Mask R-CNN for object detection and segmentation [Train for a custom dataset]

问题

I'm doing a research on "Mask R-CNN for Object Detection and Segmentation". So I have read the original research paper which presents Mask R-CNN for object detection, and also I found few implementations of Mask R-CNN, here and here (by Facebook AI research team called detectron). But they all have used coco datasets for testing.

But I'm quite a bit of confusing for training above implementations with custom data-set which has a large set of images and for each image there is a subset of masks images for marking the objects in the corresponding image.

So I'm pleasure if anyone can post useful resources or code samples for this task.

Note: My dataset has following structure,

It consists with a large number of images and for each image, there are separate image files highlighting the object as a white patch in a black image.

Here is an example image and it's masks:

Image;

Masks;

回答1:

I have trained https://github.com/matterport/Mask_RCNN 's model for instance segmentation to run on my dataset.

My assumption is that you have all the basic setup done and the model is already running with default dataset(provided in the repo) and now you want it to run for custom dataset.

Following are the steps

You need to have all your annotations.
All of those need to be converted to VGG Polygon schema (yes i mean polygons, even if you need bound boxes). I have added a sample VGG Polygon format at the end of this answer.
You need to divide your custom dataset into train, test and val
The annotation by default are looked with a filename via_region_data.json inside the individual dataset folder. For eg for training images it would look at train\via_region_data.json. You can also change it if you want.
Inside Samples folder you can find folders like Balloon, Nucleus, Shapes etc. Copy one of the folders. Preferably balloon. We will now try to modify this new folder for our custom dataset.
Inside the copied folder, you will have a .py file (for balloon it will be balloon.py), change the following variables
- ROOT_DIR : the absolute path where you have cloned the project
- DEFAULT_LOGS_DIR : This folder will get bigger in size so change this path accordingly (if you are running your code in a low disk storage VM). It will store the .h5 file as well. It will make subfolder inside the log folder with timestamp attached to it.
- .h5 files are roughly 200 - 300 MB per epoch. But guess what this log directory is Tensorboard compatible. You can pass the timestamped subfolder as --logdir argument while running tensorboard.
This .py file also has two classes - one class with suffix as Config and another class with suffix as Dataset.
In Config class override the required stuff like
- NAME : a name for your project.
- NUM_CLASSES : it should be one more than your label class because background is also considered as one label
- DETECTION_MIN_CONFIDENCE : by default 0.9 (decrease it if your training images are not of very high quality or you don't have much training data)
- STEPS_PER_EPOCH etc
In Dataset class override the following methods. All these functions are already well-commented so you can follow the comments to override according to your needs.
- load_(name_of_the_sample_project) for eg load_balloon
- load_mask (see the last of answer for a sample)
- image_reference
train function (outside Dataset class) : if you have to change the number of epochs or learning rate etc

You can now run it directly from terminal

python samples\your_folder_name\your_python_file_name.py train --dataset="location_of_custom_dataset" --weights=coco

For complete information of the command line arguments for the above line you can see it as a comment at the top of this .py file.

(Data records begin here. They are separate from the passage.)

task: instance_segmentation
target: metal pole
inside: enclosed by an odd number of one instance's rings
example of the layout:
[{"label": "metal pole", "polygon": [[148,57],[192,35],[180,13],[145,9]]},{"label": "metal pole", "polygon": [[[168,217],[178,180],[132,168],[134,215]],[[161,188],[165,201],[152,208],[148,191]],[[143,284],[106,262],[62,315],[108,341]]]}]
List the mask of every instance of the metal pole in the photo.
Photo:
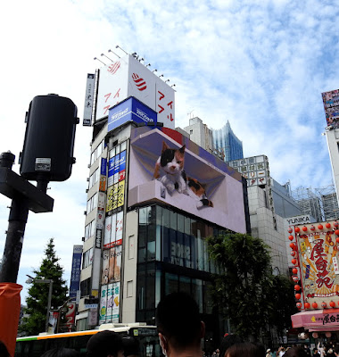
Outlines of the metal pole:
[{"label": "metal pole", "polygon": [[49,311],[51,310],[51,302],[52,302],[52,287],[53,287],[53,280],[49,280],[49,291],[48,291],[48,304],[47,304],[47,313],[45,317],[45,332],[48,332],[48,323],[49,323]]},{"label": "metal pole", "polygon": [[[12,154],[3,153],[0,155],[0,166],[12,169],[14,159],[15,156]],[[16,283],[28,217],[29,208],[26,200],[20,195],[16,195],[12,200],[8,219],[6,243],[0,272],[1,282]]]}]

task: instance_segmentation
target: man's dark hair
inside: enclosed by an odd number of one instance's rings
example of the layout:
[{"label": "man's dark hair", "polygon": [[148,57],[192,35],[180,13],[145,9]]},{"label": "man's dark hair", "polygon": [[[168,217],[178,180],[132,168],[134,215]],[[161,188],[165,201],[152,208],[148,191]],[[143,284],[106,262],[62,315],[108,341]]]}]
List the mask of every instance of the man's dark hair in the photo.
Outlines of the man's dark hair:
[{"label": "man's dark hair", "polygon": [[125,357],[140,355],[139,343],[136,338],[131,336],[122,337],[122,346]]},{"label": "man's dark hair", "polygon": [[201,319],[195,300],[186,293],[165,296],[156,309],[156,325],[176,349],[200,344]]},{"label": "man's dark hair", "polygon": [[107,357],[108,354],[118,355],[123,350],[122,337],[113,331],[104,330],[93,335],[87,342],[88,357]]},{"label": "man's dark hair", "polygon": [[226,351],[231,345],[233,345],[235,344],[240,344],[242,342],[244,342],[243,339],[237,335],[225,336],[224,338],[222,339],[221,345],[220,345],[220,357],[225,357]]}]

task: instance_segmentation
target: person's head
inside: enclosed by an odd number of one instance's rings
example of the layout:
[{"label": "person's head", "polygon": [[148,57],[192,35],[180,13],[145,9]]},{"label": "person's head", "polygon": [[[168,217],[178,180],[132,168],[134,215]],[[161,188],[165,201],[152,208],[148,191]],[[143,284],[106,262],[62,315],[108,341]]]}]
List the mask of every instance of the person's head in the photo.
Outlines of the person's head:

These are the things which I could recall, I would like to add more steps as I remember. Maybe you can let me know if you are stuck at any particular step, I will elaborate that particular step.

VGG Polygon Schema

Width and Height are optional

[{
    "filename": "000dfce9-f14c-4a25-89b6-226316f557f3.jpeg",
    "regions": {
        "0": {
            "region_attributes": {
                "object_name": "Cat"
            },
            "shape_attributes": {
                "all_points_x": [75.30864197530865, 80.0925925925926, 80.0925925925926, 75.30864197530865],
                "all_points_y": [11.672189112257607, 11.672189112257607, 17.72093488703078, 17.72093488703078],
                "name": "polygon"
            }
        },
        "1": {
            "region_attributes": {
                "object_name": "Cat"
            },
            "shape_attributes": {
                "all_points_x": [80.40123456790124, 84.64506172839506, 84.64506172839506, 80.40123456790124],
                "all_points_y": [8.114103362391036, 8.114103362391036, 12.205901974737595, 12.205901974737595],
                "name": "polygon"
            }
        }
    },
    "width": 504,
    "height": 495
}]

Sample load_mask function

def load_mask(self, image_id):
    """Generate instance masks for an image.
    Returns:
    masks: A bool array of shape [height, width, instance count] with
        one mask per instance.
    class_ids: a 1D array of class IDs of the instance masks.
    """
    # If not your dataset image, delegate to parent class.
    image_info = self.image_info[image_id]
    if image_info["source"] != "name_of_your_project":   //change your project name
        return super(self.__class__, self).load_mask(image_id)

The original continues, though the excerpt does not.